Barbell Hack Squat
- Zielmuskel
- Gluteus Maximus, Quadriceps
- Synergistenmuskeln
- Adductor Magnus, Soleus
- Equipment
- Barbell
- Körperregion
- Hips
- Typ
- Strength
The barbell hack squat is a quad- and glute-focused lower-body exercise where the barbell is held behind your legs and lifted from the floor as you stand. It primarily targets the quadriceps and gluteus maximus, with the adductor magnus and soleus assisting. Holding the load behind you keeps your torso more upright than a back squat, shifting emphasis onto the quads and hips.
Barbell Hack Squat: So führst du sie aus
- 1Stand with the barbell on the floor directly behind your heels, feet about shoulder-width apart and toes pointed slightly out.
- 2Squat down and grip the bar behind your legs with an overhand grip, hands just outside your hips and arms fully extended.
- 3Brace your core, lift your chest, and pull your shoulder blades down so your back stays flat.
- 4Drive through your heels and stand up, keeping the bar close to the backs of your calves and thighs as it rises.
- 5Stand fully upright with hips and knees locked out, keeping your torso tall and arms straight throughout.
- 6Lower the bar under control by pushing your hips back and bending your knees, tracking the bar back down behind your legs.
- 7Stop when the plates touch the floor or reach your desired depth, then begin the next rep.
- 8Complete your reps and set the bar down with control.
Technik-Tipps
- Keep the bar tracking close to your body — brushing the backs of your calves and thighs — so it stays over your midfoot and you don't pitch forward.
- Stay tall through your chest and let your knees travel forward over your toes to bias the quads, rather than folding at the hips like a deadlift.
- Drive through your heels and the whole foot, not just the balls of your feet, to keep your weight balanced over a stable base.
- Start light to groove the unusual bar path behind the legs before loading heavy, and use bumper plates or blocks so the bar starts at a consistent height each rep.
- Brace your core and exhale as you stand to protect your lower back under load.
Häufige Fehler
- Letting the bar drift away from your legs, which shifts the load forward, rounds the back, and strains the lower spine.
- Rounding your back as you lift instead of keeping your chest up and spine neutral, raising the risk of injury.
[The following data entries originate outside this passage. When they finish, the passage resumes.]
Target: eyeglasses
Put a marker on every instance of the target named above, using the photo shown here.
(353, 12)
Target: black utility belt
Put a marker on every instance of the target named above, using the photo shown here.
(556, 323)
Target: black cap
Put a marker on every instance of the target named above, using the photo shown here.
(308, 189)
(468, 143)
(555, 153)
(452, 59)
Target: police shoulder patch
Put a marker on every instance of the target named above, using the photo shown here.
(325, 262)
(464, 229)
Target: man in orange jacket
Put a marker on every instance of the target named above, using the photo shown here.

- Sitting too far back at the hips and turning the movement into a deadlift, which removes tension from the quads the exercise is meant to train.
- Rising onto your toes or shifting weight forward, which makes the lift unstable and reduces drive through the heels.
- Going too heavy too soon before you've grooved the bar path, leading to broken form and a forward-tipping torso.
Häufig gestellte Fragen
What muscles does the barbell hack squat work?
It primarily targets the quadriceps and gluteus maximus, with the adductor magnus (inner thigh) and soleus (lower calf) assisting. The upright torso position emphasizes the quads more than a back squat.
How is the barbell hack squat different from a deadlift?
The bar sits behind your legs rather than in front, which keeps your torso upright and your knees tracking forward. That shifts the work onto the quads and glutes instead of the posterior chain and back.
Is the barbell hack squat good for beginners?
It can be, but the bar path behind the legs is awkward at first. Beginners should start with very light weight to learn the movement, keep the bar close, and build up gradually before loading heavy.
How wide should my stance be?
About shoulder-width with toes turned slightly out works for most lifters. This lets your knees track over your toes and keeps the bar tracking cleanly behind your calves.
How many sets and reps should I do?
For building quad and glute strength and size, 3–4 sets of 8–12 reps is a sensible default. Keep the load manageable enough to maintain an upright torso and a close bar path on every rep.